[op5-users] merlin noc-poller setup
Andreas Ericsson
ae at op5.se
Fri Dec 4 10:38:34 CET 2009
On 12/03/2009 05:52 PM, Daniel Tuecks wrote:
> Hello List!
>
Hi Daniel. Thanks for trying out Merlin, and thank you very much for the
very detailed writeup. I'll hack and slash a bit in your mail and respond
to the bits I can.
> I am trying to setup nagios/merlin in a noc/poller scenario. Therefore I
> have installed two Nagios 3.2.0 servers (nagios-a and nagios-b) with
> sample-configs (make install-config). For testing purposes I created two
> hosts (server-a and server-b) and put each of those hosts in separate
> hostgroups (server-group-a and server-group-b).
>
> Now I want
> - nagios-b to check server-a& server-b.
> - Nagios server 'nagios-a' should only check server-a.
> - Nagios server 'nagios-a' should only recieve passive checkresults for
> server-b from nagios-b:
>
So basically server-a will be monitored by two Nagios instances. I'm
with you so far.
>
> ------NOC---------- send pasv results ------POLLER-------
> | nagios-a |<<--------------------- | nagios-b |
> ------------------- server-b -------------------
> | |
> |-- check& display server-a |-- check& display server-a
> |-- display server-b |-- check& display server-b
>
> (see below for nagios / merlin config files)
>
> With merlin-0.6.6.tar.gz I can't get this done. I see a very strange
> behaviour in
> the neb.log:
>
> ## 'server-b' is a member of 'server-group-b', so can't add to poller
> for 'server-group-b'
> yes, it is a member of server-group-b.
>
> ## 'server-group-b' is a selection without hosts. Are you sure you want this?

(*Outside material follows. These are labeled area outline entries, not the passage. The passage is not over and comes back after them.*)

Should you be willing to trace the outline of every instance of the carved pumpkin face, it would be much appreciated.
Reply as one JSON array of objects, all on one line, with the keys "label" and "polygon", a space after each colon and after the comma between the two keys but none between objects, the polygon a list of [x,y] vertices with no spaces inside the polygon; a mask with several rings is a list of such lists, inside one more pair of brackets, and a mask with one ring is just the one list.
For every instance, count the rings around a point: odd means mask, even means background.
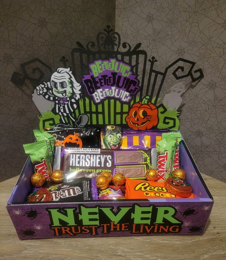
[{"label": "carved pumpkin face", "polygon": [[135,103],[131,108],[125,120],[129,126],[133,129],[151,129],[158,122],[158,109],[150,102]]},{"label": "carved pumpkin face", "polygon": [[65,147],[65,144],[69,143],[76,143],[78,147],[81,148],[82,146],[82,142],[81,139],[78,137],[79,134],[77,133],[73,134],[69,134],[65,138],[63,142],[64,147]]}]

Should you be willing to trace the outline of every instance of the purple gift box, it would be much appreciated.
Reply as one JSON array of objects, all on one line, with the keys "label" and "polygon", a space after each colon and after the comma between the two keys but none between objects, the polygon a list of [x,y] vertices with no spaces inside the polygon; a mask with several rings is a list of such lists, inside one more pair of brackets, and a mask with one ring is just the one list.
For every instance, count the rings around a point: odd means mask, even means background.
[{"label": "purple gift box", "polygon": [[6,206],[19,238],[202,234],[214,200],[184,141],[180,148],[194,198],[21,202],[32,189],[28,159]]}]

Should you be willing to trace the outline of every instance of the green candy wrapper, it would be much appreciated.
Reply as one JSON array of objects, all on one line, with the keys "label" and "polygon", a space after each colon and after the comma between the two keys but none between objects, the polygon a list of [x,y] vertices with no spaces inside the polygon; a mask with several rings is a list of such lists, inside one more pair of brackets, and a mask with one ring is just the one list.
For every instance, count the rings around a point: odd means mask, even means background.
[{"label": "green candy wrapper", "polygon": [[46,140],[24,144],[23,147],[25,153],[30,155],[34,172],[41,174],[50,181],[52,165]]},{"label": "green candy wrapper", "polygon": [[163,139],[157,143],[157,171],[158,182],[164,182],[172,171],[176,141]]},{"label": "green candy wrapper", "polygon": [[46,141],[48,149],[48,152],[50,155],[50,161],[52,167],[53,166],[55,153],[54,138],[51,134],[46,132],[41,131],[41,130],[34,130],[33,131],[34,136],[38,142],[43,141],[44,140]]},{"label": "green candy wrapper", "polygon": [[176,141],[176,148],[173,159],[173,170],[180,168],[179,154],[180,153],[180,142],[181,140],[181,135],[179,132],[164,133],[162,134],[162,139],[172,139]]}]

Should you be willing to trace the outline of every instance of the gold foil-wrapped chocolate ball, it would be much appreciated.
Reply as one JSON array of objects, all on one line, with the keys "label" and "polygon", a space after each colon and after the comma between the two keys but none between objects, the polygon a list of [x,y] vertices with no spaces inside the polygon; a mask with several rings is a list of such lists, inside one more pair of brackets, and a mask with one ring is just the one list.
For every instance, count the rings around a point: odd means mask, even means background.
[{"label": "gold foil-wrapped chocolate ball", "polygon": [[148,181],[157,181],[158,173],[155,169],[149,169],[145,173],[145,178]]},{"label": "gold foil-wrapped chocolate ball", "polygon": [[100,175],[104,175],[106,177],[107,177],[109,180],[109,183],[111,182],[112,179],[112,174],[107,171],[103,171],[100,174]]},{"label": "gold foil-wrapped chocolate ball", "polygon": [[51,174],[51,179],[54,182],[59,183],[64,179],[64,173],[61,170],[55,170]]},{"label": "gold foil-wrapped chocolate ball", "polygon": [[36,172],[31,175],[31,182],[33,186],[36,188],[42,187],[46,181],[45,177],[41,173]]},{"label": "gold foil-wrapped chocolate ball", "polygon": [[173,171],[172,176],[184,181],[186,177],[186,173],[183,169],[177,169]]},{"label": "gold foil-wrapped chocolate ball", "polygon": [[123,185],[125,182],[125,177],[121,173],[116,173],[112,177],[114,185]]},{"label": "gold foil-wrapped chocolate ball", "polygon": [[100,175],[96,179],[96,186],[99,190],[107,189],[109,184],[108,178],[104,175]]}]

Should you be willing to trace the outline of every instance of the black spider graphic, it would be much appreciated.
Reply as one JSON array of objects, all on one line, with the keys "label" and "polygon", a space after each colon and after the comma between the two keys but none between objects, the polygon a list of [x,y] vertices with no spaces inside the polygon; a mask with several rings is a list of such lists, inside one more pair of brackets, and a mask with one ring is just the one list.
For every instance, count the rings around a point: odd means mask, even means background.
[{"label": "black spider graphic", "polygon": [[192,208],[188,208],[188,209],[187,209],[185,211],[184,211],[184,212],[181,212],[181,211],[180,211],[180,212],[183,214],[183,216],[185,216],[184,218],[186,218],[186,217],[187,216],[191,216],[192,215],[194,215],[195,214],[196,214],[196,213],[198,213],[197,212],[195,212],[195,210],[192,209],[193,208],[194,208],[194,207],[192,207]]},{"label": "black spider graphic", "polygon": [[189,229],[189,231],[190,232],[188,232],[188,233],[194,233],[195,232],[200,232],[200,233],[202,230],[202,226],[194,226],[190,227]]},{"label": "black spider graphic", "polygon": [[37,235],[34,235],[35,232],[34,232],[34,229],[27,229],[26,230],[20,230],[21,233],[24,235],[24,236],[29,236],[30,237],[33,237],[34,236],[37,236]]},{"label": "black spider graphic", "polygon": [[28,218],[30,218],[31,220],[32,220],[34,218],[36,218],[37,215],[38,214],[42,214],[42,212],[37,211],[35,210],[33,210],[31,207],[31,210],[25,212],[25,214],[24,215],[24,216],[25,216],[26,215]]}]

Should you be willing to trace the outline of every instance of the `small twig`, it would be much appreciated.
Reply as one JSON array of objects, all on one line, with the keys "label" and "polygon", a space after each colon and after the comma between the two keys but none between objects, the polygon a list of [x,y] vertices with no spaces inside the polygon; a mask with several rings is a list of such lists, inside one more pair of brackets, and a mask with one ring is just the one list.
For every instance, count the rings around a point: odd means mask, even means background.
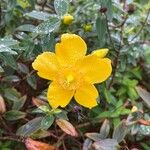
[{"label": "small twig", "polygon": [[24,139],[21,139],[20,137],[15,137],[15,136],[0,137],[0,140],[10,140],[10,141],[24,142]]},{"label": "small twig", "polygon": [[144,120],[144,119],[139,119],[137,121],[139,124],[145,125],[145,126],[150,126],[150,121]]},{"label": "small twig", "polygon": [[147,16],[146,16],[146,18],[144,20],[144,23],[141,26],[140,30],[137,32],[137,34],[129,42],[132,42],[136,37],[138,37],[139,34],[142,32],[142,30],[145,28],[147,20],[148,20],[149,13],[150,13],[150,9],[148,10]]}]

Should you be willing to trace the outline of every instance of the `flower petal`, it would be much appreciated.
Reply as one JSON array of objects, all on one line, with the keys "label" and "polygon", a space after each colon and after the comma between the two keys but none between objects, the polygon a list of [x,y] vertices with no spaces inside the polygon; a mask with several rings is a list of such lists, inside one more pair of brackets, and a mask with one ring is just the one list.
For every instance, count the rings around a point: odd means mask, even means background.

> no, it is not a selection without hosts (as stated one line before)
>
> Checks for hostgroup 'server-group-b' were not disabled on nagios-a. Both
> nagios-servers were still checking both hostgroups (and therefore both servers)
>
Right. This is a known bug, and it lives on because I haven't had time to
fully investigate it. The patches living in 'next' take care of it, but
I can't fully merge them yet since we're (sadly) not focusing on making
distributed checks work well yet. There's a quite simple patch one can
apply to get things to a working state. I'll make sure to get that done
today, so try 'next' on monday and it should work better.
>
> With merlin checked out from git (and switched to 'next') things were also a
> little bit strange.
>
> The neb.log on nagios-a looked like this:
>
> ## [1259848914] 6: Reaping ipc events
> ## [1259848914] 6: Received control packet code 3 for selection 'server-group-b'
> ## [1259848914] 6: Disabling active checks for hosts in hostgroup
> 'server-group-b'
> ## [1259848914] 6: Disabling active checks for services of hosts in
> hostgroup 'server-group-b'
> ## [1259848914] 6: Received control packet code 2 for selection 'server-group-b'
> ## [1259848914] 6: Enabling active checks for hosts in hostgroup
> 'server-group-b'
> ## [1259848914] 6: Enabling active checks for services of hosts in
> hostgroup 'server-group-b'
> ## [1259848914] 6: Received control packet code 3 for selection 'server-group-b'
> ## [1259848914] 6: Disabling active checks for hosts in hostgroup
> 'server-group-b'
>
This is clearly weird.
> Now 'server-group-b' was disabled on nagios-server 'a'. This looked
> promising but
> the nagios daemon died after a few seconds.
>
Yes, that happens for some reason when a host or service state event is
received by the module. I'll have to disable that and go back to making
it only send check-results instead, which worked just fine.
>
> Furthermore I'd say that the alternating reception of "code 3" and "code 2"
> packets looks fishy.
>
Indeed.
> The neb.log on nagios-server 'b':
>
> ## [1259848862] 6: Merlin Module Loaded
> ## [1259848862] 6: setting connect and disconnect handlers
> ## [1259848862] 6: Coredumps in /root
> ## [1259848862] 6: Merlin module v0.6.6p18-g26db1b7e41ae initialized
> successfully
> ## [1259848902] 6: Object configuration parsed.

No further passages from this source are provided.